In Central Europe ocular toxoplasmosis is the leading cause of posterior uveitis. It is a major cause of severe visual loss and blindness in young people. Drugs for treatment of active lesions (tachyzoites) have been available for decades but are seen controversial especially because of sometimes serious side effects. These drugs don't seem to shorten the active inflammation nor the recurrence rate, in particular because of the poor effect on the cystic form (bradyzoites). Atovaquone (hydroxynaphthoquinone) is well tolerated systemically and is effective against tachyzoites and bradyzoites of Toxoplasma gondii so that we hope to reduce the recurrence rate. PATIENT HISTORY AND CLINICAL FINDINGS: Two immunocompetent patients with the first and respective second symptomatic recurrence of unilateral active toxoplasmic retinochorioiditis located within the major temporal vascular arcades were treated with Atovaquone and Fluorocortolone because of an impending loss of central visual function.

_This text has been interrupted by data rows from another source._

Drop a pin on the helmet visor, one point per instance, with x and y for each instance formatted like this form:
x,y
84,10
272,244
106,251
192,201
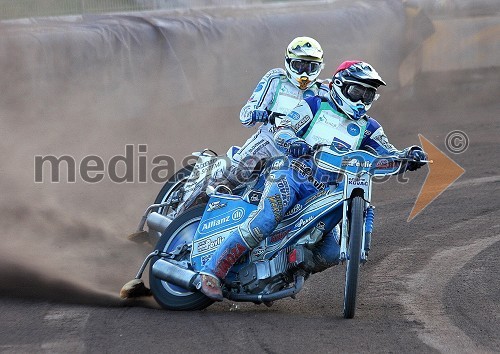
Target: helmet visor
x,y
360,93
299,66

Under the treatment with Atovaquone (3 x 750 mg/day) for three weeks and tapering of the Fluorocortolone the active lesions healed quickly. After a few weeks, atrophic and remarkably little pigmented scars remained. No side effects were observed. After a period of 7 and respective 11 months no recurrence occurred.
Atovaquone is an effective and well tolerated drug for the treatment of active ocular toxoplasmosis in immunocompetent patients. Its efficacy against tachyzoites and cysts of Toxoplasma gondii relative to other drugs remains to be determined by further clinical trials.
在中欧,眼部弓形虫病是后葡萄膜炎的主要病因。它是年轻人严重视力丧失和失明的主要原因。治疗活动性病变(速殖子)的药物已存在数十年,但存在争议,尤其是因为有时会有严重的副作用。这些药物似乎无法缩短活动性炎症或降低复发率,特别是对囊合子形式(缓殖子)效果不佳。阿托伐醌(羟基萘醌)全身耐受性良好,对刚地弓形虫的速殖子和缓殖子均有效,因此我们希望降低复发率。
两名免疫功能正常的患者,分别为首次和第二次出现症状性单侧活动性弓形虫性视网膜脉络膜炎复发,病变位于主要颞侧血管弓内,因即将丧失中心视觉功能,接受了阿托伐醌和氟可的索治疗。
接受阿托伐醌(3×750毫克/天)治疗三周,并逐渐减少氟可的索用量后,活动性病变迅速愈合。几周后,留下萎缩且色素沉着极少的瘢痕。未观察到副作用。7个月和11个月后均未复发。
阿托伐醌是治疗免疫功能正常患者活动性眼部弓形虫病的有效且耐受性良好的药物。相对于其他药物,其对刚地弓形虫速殖子和包囊的疗效仍有待进一步临床试验确定。